ASPARAGUS AND GOAT CHEESE TART
Excerpted from Vegetables First: 120 Vibrant Vegetable Forward Recipes by Ricardo Larrivée. Copyright © 2019 Ricardo Media. Published by Appetite by Random House®, a division of Penguin Random House Canada Limited. Reproduced by arrangement with the Publisher. All rights reserved.
1/4 cup (35 g) toasted hazelnuts
1/2 cup (75 g) unbleached all-purpose flour
1/2 cup (75 g) whole wheat flour
2 tsp thyme leaves
1/8 tsp salt
6 tbsp (85 g) unsalted butter, cold and cut
into cubes 2 tbsp (30 ml) 35% cream
4 oz (115 g) fresh goat cheese
3 tbsp (45 ml) 35% cream
1 lb (450 g) mix of blanched vegetables (wild asparagus or thin asparagus cut in half lengthwise and sprouting broccoli) (see note)
2 tbsp (30 ml) olive oil
1 tbsp (15 ml) white wine vinegar
Chopped, toasted hazelnuts, for serving
In a food processor, chop the hazelnuts with both flours. Add the thyme and salt. Mix to combine. Add the butter and pulse until the butter is pea-sized. Add the cream and pulse until the dough comes together.
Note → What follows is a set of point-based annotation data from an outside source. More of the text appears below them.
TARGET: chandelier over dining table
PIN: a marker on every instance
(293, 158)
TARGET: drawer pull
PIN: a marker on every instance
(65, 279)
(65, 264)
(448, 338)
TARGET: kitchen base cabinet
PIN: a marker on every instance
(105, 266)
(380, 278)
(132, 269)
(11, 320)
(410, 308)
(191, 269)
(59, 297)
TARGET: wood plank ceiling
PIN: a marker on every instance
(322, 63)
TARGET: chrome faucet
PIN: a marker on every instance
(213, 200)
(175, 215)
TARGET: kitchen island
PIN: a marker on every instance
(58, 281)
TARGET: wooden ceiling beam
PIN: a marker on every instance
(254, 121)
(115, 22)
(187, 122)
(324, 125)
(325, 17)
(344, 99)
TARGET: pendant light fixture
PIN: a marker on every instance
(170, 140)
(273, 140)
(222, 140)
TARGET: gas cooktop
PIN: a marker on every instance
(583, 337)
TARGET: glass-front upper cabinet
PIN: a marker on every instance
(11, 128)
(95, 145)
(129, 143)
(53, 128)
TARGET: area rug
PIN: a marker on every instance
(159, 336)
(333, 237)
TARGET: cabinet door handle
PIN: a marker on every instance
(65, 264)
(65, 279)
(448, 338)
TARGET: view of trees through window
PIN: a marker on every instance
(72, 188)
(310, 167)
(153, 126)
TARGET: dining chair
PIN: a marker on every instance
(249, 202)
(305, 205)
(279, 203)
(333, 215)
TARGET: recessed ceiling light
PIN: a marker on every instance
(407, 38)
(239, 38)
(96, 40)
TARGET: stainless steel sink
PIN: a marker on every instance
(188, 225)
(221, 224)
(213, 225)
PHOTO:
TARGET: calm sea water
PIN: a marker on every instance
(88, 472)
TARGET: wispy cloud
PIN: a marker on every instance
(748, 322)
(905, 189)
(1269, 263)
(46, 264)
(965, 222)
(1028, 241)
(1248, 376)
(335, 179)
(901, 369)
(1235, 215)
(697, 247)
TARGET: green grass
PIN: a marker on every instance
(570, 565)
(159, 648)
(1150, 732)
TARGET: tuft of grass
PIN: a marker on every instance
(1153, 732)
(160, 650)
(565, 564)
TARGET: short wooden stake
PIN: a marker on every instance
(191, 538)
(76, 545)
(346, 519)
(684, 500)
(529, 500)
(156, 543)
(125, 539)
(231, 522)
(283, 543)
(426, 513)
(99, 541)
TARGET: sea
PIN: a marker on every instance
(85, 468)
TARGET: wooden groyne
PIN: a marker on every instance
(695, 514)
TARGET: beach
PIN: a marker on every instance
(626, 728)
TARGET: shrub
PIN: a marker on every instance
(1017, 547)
Place the dough in a tart mould 9 inches (23 cm) in diameter and with a removable bottom. Press the dough evenly on the bottom and sides of the mould. Refrigerate for 30 minutes.
With the rack in the middle position, preheat the oven to 400°F (200°C).
Using a fork, prick the bottom of the tart shell. Bake for 20 minutes or until the crust is golden. Let cool completely on a wire rack.
In a bowl, combine the goat cheese and cream. Season with salt and pepper. Spread evenly across the bottom of the cooled tart shell.
In another bowl, combine the vegetables with the oil and vinegar. Season with salt and pepper. Arrange the vegetables on top of the cheese. Sprinkle with hazelnuts and serve.
NOTE Wild asparagus is not technically asparagus but is marketed under that name. You can find it in select grocery stores in the spring. Sprouting broccoli is also sold under the names broccolini. In this recipe, it can be replaced with rapini or broccoli.